After a few minutes of this, Red said, ‘Can you close the window, please.’
‘I’m sorry. The heating is putting me to sleep.’
‘Should I drive?’
She glanced at him quickly. ‘If you want to, but. My eyes are better than yours.’
Under all this snow the world was like the waiting womb. They passed a few cars but were otherwise alone, and then for several kilometres there were no other tracks on the road. Then, a faint double line of a vehicle having turned on from a side road, the track already mostly filled.
The radio was on and the voices began to deteriorate, to skip with static, so Nora reached over to turn it off and now the only sounds were the blow of the heater and the flap of air thr
ough the window. It had been a week since Nora told Red about Jody, and other than those few words the first night, nothing had been said.
Maybe life could be like this, like a finger broken and never treated, healed but crooked. Or a leg. You could walk with a limp for ever. You could get used to anything.
Red: ‘I think we should put the chains on.’ With Red now, everything was a statement, terminal.
‘It’s not that bad.’
‘So we wait until it gets bad, then put them on.’
‘No. I’m just saying. When we stop to eat, we’ll put them on. Don’t you think?’

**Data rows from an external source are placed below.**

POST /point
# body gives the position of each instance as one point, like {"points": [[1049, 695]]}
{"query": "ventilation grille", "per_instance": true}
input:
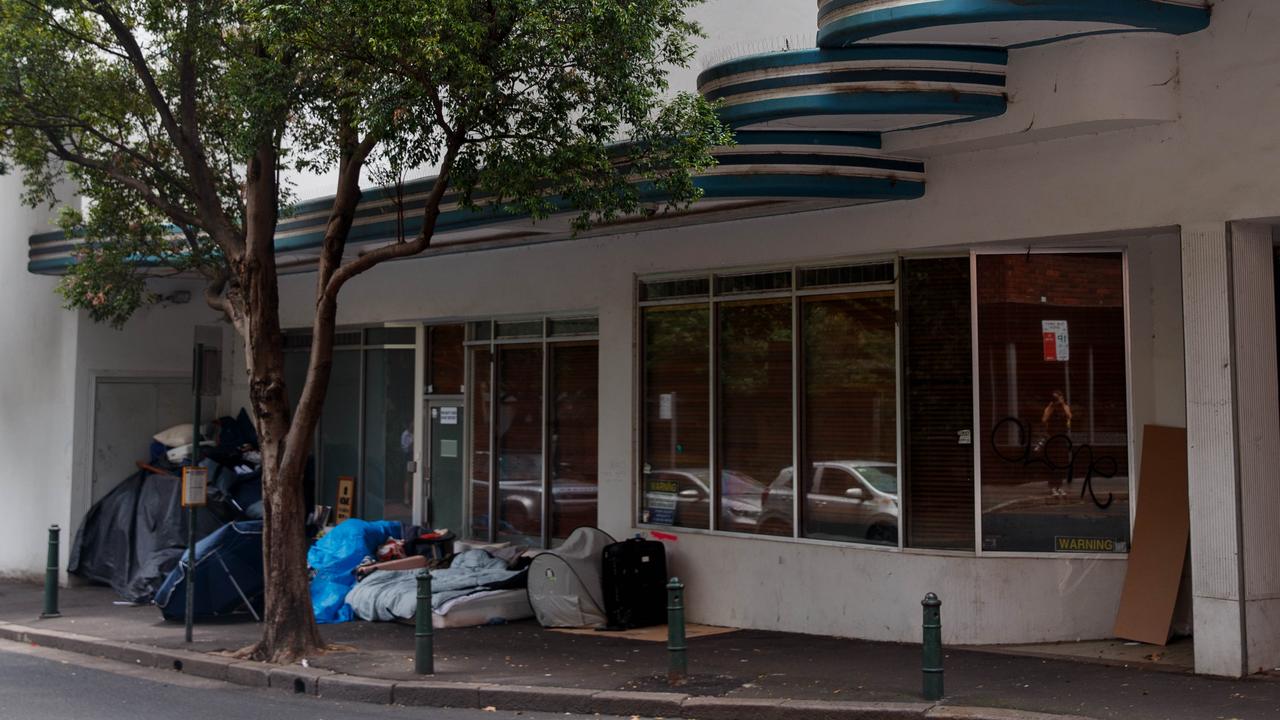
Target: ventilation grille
{"points": [[832, 276], [391, 336], [773, 281], [676, 288], [519, 328], [568, 327]]}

‘Whatever you think.’ He shifted away and rested his head against the window and closed his eyes.
Not yet noon, but Nora had to turn on the headlights. She kept a steady foot on the accelerator and kilometres passed in silence. The land here was hilly. The road swerved around bends, up and over hills that broke one after the next. Nora took it slowly. Should have stopped to put on the chains when Red suggested it but now, with the visibility so poor, there was nowhere safe to pull over.
The road descended steeply and they came to a single-lane bridge that spanned a river, a cut of black water bleeding a track in the snow. Nora slowed to a crawl, beeped the horn to warn any oncoming vehicles of their approach, as she knew that the road on the other side took a sharp, hidden turn to the left. They crossed the bridge and took the left, which quickly inclined. Nora slipped the truck into first gear and hit the accelerator hard, and the truck fishtailed slightly, the engine whining. She lost the gear and stalled. Looked sideways at Red. He was sitting forward, shaking his head. Nora pulled the emergency brake and restarted the engine, then bit hard with first gear and eased off the brake. The truck jolted up and over the lip of the hill and swung towards the side ditch. Nora spun the wheel with the turn to avoid the skid and the truck straightened out. A tree in the middle of the road and she hit it square. And time stopped on the inhale. A crunch. Nora’s head whipped forward. Her seat belt dug into her neck, and then there was the seize of inertia, then no thought or movement, only the exhale. Truck silent. Nora reached into the back seat to touch Anouk but couldn’t feel her. She unclipped her seat belt and leaned over the seat and saw that Anouk had rolled on to the floor of the truck, still in her sleeping bag, eyes wide open.